Bedales. A school known for its lack of uniform and its policy of pupils calling their teachers by their first names, it is beloved by some but baffles others. To add to the confusion, its headmaster isn’t the happy-clappy chap you might expect. ‘I’m far from being some kind of trendy character,’ insists Keith Budge, who describes himself as ‘Celtic fringe — half Scots, half Welsh’. Budge — I should probably refer to him as Keith, since his students do — has been the headmaster of the Hampshire school since 2001. ‘I’m just liberal in the sense of wanting education to offer the individual as much freedom as it possibly can,’ he says.
Bedales certainly does this. The students don’t wear uniforms (these disappeared in the 1960s) and the teachers have gone by their first names since it caught on during a camping trip in the 1930s. They also don’t do normal GCSEs, and there’s no prefect system. Is Bedales the anti-public school?
Budge — or rather, Keith — isn’t sure. ‘Well, we’re an independent boarding school, so we have more in common with Marlborough or Eastbourne than we do with the maintained sector,’ he says.
But given that the Victorian visionary John Badley established Bedales in 1893 ‘in order to do things that his own school, Rugby, hadn’t been able to do’, there’s a suggestion that it might well be. Although Rugby had been reformed by Thomas Arnold, Badley’s school ‘mines into a different seam of British national life’, according to Keith. This is the Arts and Crafts Movement — ‘more progressive, with a sort of radical element to it, linking up with the start of Fabianism’. As such, he describes Bedales as ‘tolerant. Teenage communities are not naturally tolerant places … [In the Victorian] public-school context, individuality was deemed a problem. Here, individuality is encouraged institutionally.’ The dress code isn’t an excuse for a fashion show, however. ‘As it happens, people dress as boringly as I do, but that’s their choice.’
The school is also academically open-minded, with its own batch of examinations for pupils to take alongside the compulsory iGCSEs of English, maths, science and a foreign language. These, the Bedales Assessed Courses (BACs), were introduced in 2006, and cover 12 subjects, the more avant-garde among them being global awareness, classical music and outdoor work. They were designed, Keith says, ‘in order to cherish independent thought’. In other words: additional subjects taken at GCSE level shouldn’t be limited to geography and history.

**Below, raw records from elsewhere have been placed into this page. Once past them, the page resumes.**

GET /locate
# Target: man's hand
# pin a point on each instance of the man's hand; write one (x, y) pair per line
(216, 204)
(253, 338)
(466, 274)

It all sounds very ambitious. What did ‘the blob’ make of this? I ask, referring to Michael Gove’s term for the bureaucrats and academics whom he blamed for getting in the way of his shake-up of the education system. ‘The so-called blob was not a factor. Schools in the independent sector imagine that there are more constraints placed on them with the curriculum than there are.’
In fact the process was relatively straightforward. Having devised the outline of a plan, he consulted with universities to find out whether they would be open to taking students with these new qualifications. When they said that it would not affect applicants’ chances either way, he ‘pressed a button’.
Keith himself attended Rossall School in Lancashire before reading English at University College, Oxford. Before Bedales, he taught at Eastbourne College, Marlborough and then Loretto, where he introduced coeducation. Uniform aside, what’s the difference between Bedales and these schools? ‘The traditional public schools are more explicitly structured. Bedales is carefully structured, but the purpose of the structure is to keep the structure hidden, and to give the students a sense that they live uncluttered lives.’ The school is also light on ritual and hierarchy. Unlike at some public schools, which require a handbook to be able to understand the jargon, Keith says that there’s nothing of the sort at Bedales. ‘The tendency of school hierarchies [is] to operate to keep people in their place. Very little of that happens here.’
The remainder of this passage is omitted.